Точтал побледнел, руки его метнулись к кисету, через миг, уже свободные от фиала, сложились в приветствии идущих, а сам он глубоко поклонился:
— Прошу простить меня, старший Римило. Я виноват.
Опомнившись, я попытался втянуть в себя духовную силу. И не обнаружил ничего вокруг. Я и не выпускал её из тела. И бледность Точтала не имела к моему давлению никакого отношения.
Выдохнув злость сквозь зубы, я вновь ухватил Точтала, на этот раз за плечо, заставляя его выпрямиться. Буркнул:
— Прощаю, — и тут же стиснул пальцы, встряхнув его. — Вообще не понимаю, чего ты взъелся и что за бред понёс про презрение и выбор.

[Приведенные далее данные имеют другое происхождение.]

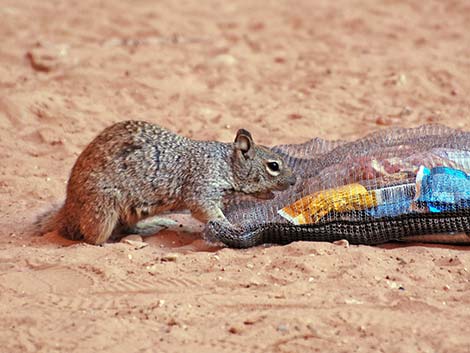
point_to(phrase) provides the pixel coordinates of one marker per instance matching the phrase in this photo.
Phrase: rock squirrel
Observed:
(133, 170)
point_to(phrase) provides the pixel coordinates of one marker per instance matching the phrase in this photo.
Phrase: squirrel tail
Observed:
(47, 221)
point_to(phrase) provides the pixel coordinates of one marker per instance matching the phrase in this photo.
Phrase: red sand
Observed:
(286, 71)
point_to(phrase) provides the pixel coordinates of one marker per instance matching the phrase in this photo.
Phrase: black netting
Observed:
(392, 185)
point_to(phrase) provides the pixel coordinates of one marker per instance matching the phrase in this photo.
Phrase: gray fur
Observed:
(134, 170)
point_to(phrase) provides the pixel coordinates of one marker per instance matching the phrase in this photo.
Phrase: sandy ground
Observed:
(287, 71)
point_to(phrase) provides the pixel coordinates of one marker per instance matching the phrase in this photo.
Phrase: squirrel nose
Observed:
(292, 180)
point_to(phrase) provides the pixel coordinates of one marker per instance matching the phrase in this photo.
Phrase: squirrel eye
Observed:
(273, 168)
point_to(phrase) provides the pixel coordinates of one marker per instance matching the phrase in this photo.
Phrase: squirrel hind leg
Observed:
(150, 226)
(97, 224)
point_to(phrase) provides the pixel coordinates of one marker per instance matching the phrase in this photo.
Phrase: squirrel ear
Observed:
(244, 143)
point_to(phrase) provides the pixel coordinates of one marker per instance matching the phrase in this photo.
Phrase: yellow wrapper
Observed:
(311, 208)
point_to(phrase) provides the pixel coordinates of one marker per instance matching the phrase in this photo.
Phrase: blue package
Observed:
(442, 188)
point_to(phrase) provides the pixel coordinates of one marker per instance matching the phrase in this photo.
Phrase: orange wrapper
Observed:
(311, 208)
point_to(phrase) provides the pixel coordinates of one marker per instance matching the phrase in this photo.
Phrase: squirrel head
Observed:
(258, 170)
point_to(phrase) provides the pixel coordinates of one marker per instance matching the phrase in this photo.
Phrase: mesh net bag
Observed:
(394, 185)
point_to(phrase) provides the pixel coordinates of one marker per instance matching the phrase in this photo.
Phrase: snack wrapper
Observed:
(311, 208)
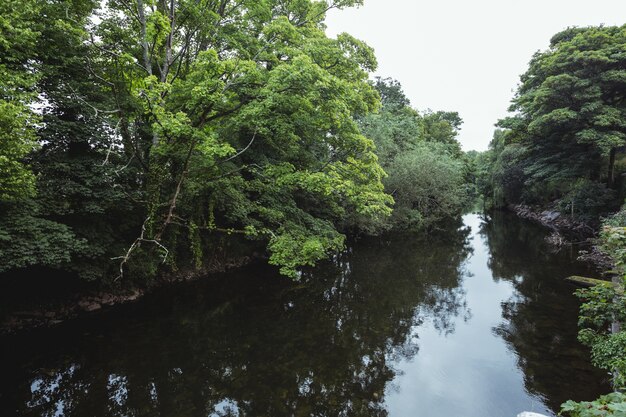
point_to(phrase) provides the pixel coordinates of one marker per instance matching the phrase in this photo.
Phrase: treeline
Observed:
(563, 148)
(563, 145)
(139, 137)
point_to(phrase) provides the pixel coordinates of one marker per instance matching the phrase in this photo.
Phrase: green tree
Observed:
(18, 36)
(570, 105)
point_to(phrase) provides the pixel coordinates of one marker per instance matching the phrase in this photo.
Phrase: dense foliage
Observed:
(602, 312)
(568, 127)
(138, 137)
(422, 158)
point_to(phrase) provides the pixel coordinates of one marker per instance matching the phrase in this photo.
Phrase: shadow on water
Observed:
(255, 344)
(540, 317)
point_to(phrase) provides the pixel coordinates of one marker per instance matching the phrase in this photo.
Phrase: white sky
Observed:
(462, 55)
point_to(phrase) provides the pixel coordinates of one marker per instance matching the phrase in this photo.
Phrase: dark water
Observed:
(475, 321)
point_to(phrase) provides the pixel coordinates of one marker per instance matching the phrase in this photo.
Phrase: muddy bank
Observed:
(568, 227)
(80, 303)
(567, 231)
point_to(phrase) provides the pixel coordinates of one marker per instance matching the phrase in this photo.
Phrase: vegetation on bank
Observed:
(602, 312)
(138, 138)
(562, 147)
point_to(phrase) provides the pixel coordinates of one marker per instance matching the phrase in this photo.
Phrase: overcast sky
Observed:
(462, 55)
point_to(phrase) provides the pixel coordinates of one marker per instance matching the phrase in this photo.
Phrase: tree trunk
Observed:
(611, 174)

Точтал несколько вдохов молчал, глядя исподлобья. Затем потянулся к кисету и вновь достал фиал. Поднял его повыше:
— Вот.
Я недоумённо пожал плечами:
— Что вот?
Он встряхнул фиал:
— Вот. Не видишь, что ли?
Точтал, стиснув зубы так, что у него губы побелели, молчал, не собираясь больше ничего мне объяснять. Я потряс головой, ничего не понимая. Перевёл взгляд опять на фиал. И едва не охнул, наконец сообразив.